Structor Contributor Model

The recommended Structor contributor path should become:

npx @structor-dev/cli contribute structor

That future contributor bootstrap creates or refreshes a contributor workspace: a local Structor source checkout plus a sibling Structor self-harness whose consumer repository is Structor itself. The self-harness is repo-local guidance for working on Structor; it does not change the generic generated harness model for other projects.

The contributor bootstrap may clone local repositories when preparing that workspace, but v1 must not fork repositories, push branches, open pull requests, mutate GitHub or other external services, run agents, or become a runner.
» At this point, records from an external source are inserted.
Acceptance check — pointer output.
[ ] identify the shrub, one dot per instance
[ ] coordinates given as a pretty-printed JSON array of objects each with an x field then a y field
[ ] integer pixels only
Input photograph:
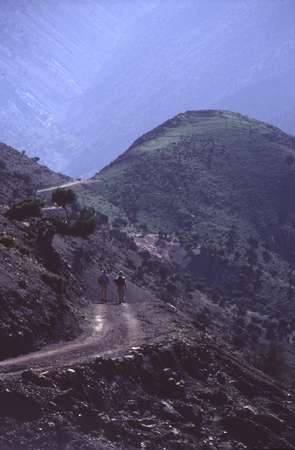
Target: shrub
[
  {"x": 83, "y": 226},
  {"x": 124, "y": 238},
  {"x": 86, "y": 222},
  {"x": 30, "y": 207},
  {"x": 3, "y": 165},
  {"x": 290, "y": 160},
  {"x": 63, "y": 197},
  {"x": 101, "y": 218},
  {"x": 118, "y": 222}
]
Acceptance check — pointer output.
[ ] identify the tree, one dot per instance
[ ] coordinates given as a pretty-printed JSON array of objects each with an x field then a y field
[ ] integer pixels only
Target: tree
[
  {"x": 63, "y": 197},
  {"x": 30, "y": 207}
]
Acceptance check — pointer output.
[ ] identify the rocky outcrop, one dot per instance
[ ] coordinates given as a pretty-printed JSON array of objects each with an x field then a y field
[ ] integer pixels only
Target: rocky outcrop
[{"x": 177, "y": 395}]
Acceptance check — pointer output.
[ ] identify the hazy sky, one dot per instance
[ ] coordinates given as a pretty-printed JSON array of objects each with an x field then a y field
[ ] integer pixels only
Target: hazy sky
[{"x": 81, "y": 79}]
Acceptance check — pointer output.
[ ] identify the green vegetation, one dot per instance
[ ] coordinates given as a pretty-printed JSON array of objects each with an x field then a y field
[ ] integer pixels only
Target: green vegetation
[
  {"x": 30, "y": 207},
  {"x": 64, "y": 197}
]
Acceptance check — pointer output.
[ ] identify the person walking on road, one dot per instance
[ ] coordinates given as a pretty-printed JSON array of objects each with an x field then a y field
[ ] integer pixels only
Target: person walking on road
[
  {"x": 120, "y": 282},
  {"x": 103, "y": 281}
]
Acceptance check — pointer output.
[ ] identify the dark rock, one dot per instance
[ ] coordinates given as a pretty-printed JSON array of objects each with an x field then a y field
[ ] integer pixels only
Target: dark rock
[
  {"x": 168, "y": 411},
  {"x": 66, "y": 399},
  {"x": 270, "y": 421},
  {"x": 19, "y": 406},
  {"x": 191, "y": 413},
  {"x": 251, "y": 433},
  {"x": 39, "y": 380}
]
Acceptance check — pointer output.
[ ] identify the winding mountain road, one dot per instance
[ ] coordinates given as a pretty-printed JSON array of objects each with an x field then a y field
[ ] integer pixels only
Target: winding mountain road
[{"x": 111, "y": 329}]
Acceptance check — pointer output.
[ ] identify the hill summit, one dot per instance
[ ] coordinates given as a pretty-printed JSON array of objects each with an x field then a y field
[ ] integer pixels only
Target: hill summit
[{"x": 205, "y": 171}]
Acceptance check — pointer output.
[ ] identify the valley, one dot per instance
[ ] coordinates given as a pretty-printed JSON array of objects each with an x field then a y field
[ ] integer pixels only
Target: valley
[{"x": 198, "y": 216}]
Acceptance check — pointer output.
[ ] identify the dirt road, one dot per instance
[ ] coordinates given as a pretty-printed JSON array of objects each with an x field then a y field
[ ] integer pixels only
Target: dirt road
[{"x": 111, "y": 329}]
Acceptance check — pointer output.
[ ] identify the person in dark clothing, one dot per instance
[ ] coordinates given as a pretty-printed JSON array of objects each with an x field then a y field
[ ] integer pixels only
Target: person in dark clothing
[
  {"x": 103, "y": 281},
  {"x": 120, "y": 282}
]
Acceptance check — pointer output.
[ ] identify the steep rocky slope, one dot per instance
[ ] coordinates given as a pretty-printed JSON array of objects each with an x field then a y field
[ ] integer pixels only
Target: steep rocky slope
[
  {"x": 186, "y": 393},
  {"x": 72, "y": 73},
  {"x": 211, "y": 192},
  {"x": 205, "y": 171},
  {"x": 169, "y": 376},
  {"x": 21, "y": 176}
]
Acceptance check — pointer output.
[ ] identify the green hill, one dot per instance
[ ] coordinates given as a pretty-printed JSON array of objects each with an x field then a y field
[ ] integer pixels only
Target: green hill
[{"x": 204, "y": 171}]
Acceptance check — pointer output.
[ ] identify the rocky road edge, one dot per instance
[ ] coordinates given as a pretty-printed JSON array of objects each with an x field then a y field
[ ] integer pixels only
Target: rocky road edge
[{"x": 181, "y": 394}]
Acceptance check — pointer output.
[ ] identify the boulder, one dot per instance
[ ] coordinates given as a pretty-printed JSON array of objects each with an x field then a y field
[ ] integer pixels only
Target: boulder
[{"x": 19, "y": 406}]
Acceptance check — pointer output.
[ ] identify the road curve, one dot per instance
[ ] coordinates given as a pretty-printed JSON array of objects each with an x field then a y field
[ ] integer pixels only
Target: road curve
[{"x": 112, "y": 329}]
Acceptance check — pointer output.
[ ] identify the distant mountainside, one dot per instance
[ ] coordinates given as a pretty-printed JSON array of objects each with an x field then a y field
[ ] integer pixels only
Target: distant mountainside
[
  {"x": 80, "y": 81},
  {"x": 201, "y": 353},
  {"x": 213, "y": 191},
  {"x": 205, "y": 171},
  {"x": 21, "y": 176}
]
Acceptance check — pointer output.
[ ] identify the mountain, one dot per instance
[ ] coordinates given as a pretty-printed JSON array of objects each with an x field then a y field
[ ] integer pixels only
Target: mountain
[
  {"x": 21, "y": 176},
  {"x": 205, "y": 171},
  {"x": 167, "y": 368},
  {"x": 81, "y": 81},
  {"x": 211, "y": 193}
]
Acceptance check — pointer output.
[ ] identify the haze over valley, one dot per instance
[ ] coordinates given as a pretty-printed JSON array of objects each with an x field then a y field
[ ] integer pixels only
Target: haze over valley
[{"x": 81, "y": 81}]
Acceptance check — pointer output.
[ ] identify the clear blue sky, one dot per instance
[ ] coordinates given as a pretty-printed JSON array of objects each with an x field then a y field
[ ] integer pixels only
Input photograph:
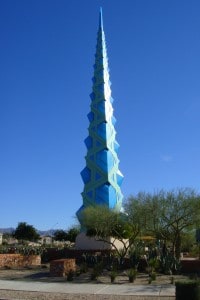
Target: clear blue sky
[{"x": 46, "y": 65}]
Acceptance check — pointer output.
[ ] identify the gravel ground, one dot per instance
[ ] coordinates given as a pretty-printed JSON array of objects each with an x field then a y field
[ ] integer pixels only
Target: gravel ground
[
  {"x": 19, "y": 295},
  {"x": 42, "y": 274}
]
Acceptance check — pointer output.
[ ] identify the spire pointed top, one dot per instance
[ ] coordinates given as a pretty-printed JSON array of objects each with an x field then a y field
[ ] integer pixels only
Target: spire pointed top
[{"x": 100, "y": 19}]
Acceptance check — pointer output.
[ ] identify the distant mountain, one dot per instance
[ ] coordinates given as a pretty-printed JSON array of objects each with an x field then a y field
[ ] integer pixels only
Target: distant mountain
[{"x": 49, "y": 232}]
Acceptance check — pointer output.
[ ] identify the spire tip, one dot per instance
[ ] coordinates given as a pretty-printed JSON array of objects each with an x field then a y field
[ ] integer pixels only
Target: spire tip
[{"x": 100, "y": 18}]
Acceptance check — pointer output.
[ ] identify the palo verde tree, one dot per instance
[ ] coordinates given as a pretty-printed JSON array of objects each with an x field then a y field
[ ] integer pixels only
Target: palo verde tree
[
  {"x": 167, "y": 215},
  {"x": 26, "y": 232},
  {"x": 109, "y": 226}
]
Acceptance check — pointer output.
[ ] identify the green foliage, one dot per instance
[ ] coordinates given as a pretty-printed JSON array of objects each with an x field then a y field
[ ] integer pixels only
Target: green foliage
[
  {"x": 165, "y": 215},
  {"x": 97, "y": 271},
  {"x": 26, "y": 232},
  {"x": 132, "y": 273},
  {"x": 101, "y": 223},
  {"x": 83, "y": 268},
  {"x": 70, "y": 275},
  {"x": 72, "y": 233}
]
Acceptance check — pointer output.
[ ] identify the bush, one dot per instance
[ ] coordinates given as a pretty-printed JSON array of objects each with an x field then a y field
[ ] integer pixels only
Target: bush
[
  {"x": 187, "y": 290},
  {"x": 132, "y": 274}
]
The manual contributor setup path remains the clone-first fallback:

git clone https://github.com/nicolaycamacho/structor.git
cd structor
npm run setup:contributor

Non-Goals

  • No runner or orchestration runtime.
  • No Linear, GitHub, Claude hook, or CI automation.
  • No Codex runner automation beyond local harness hook guardrails.
  • No live dashboards, polling loops, session control, auto-merge, repair daemons, or orchestration UI.
  • Read-only generated Harness Cockpit views are allowed when they summarize canonical local files and do not execute validation, mutate state, or control workflows.
  • No consumer implementation logic.
  • No source-project or other project-specific content in active templates.

Structor is MIT-licensed so teams can generate, modify, and use harness artifacts inside private or commercial repositories. Commercial policy packs, private templates, tailored rollout support, or hosted services may be licensed separately.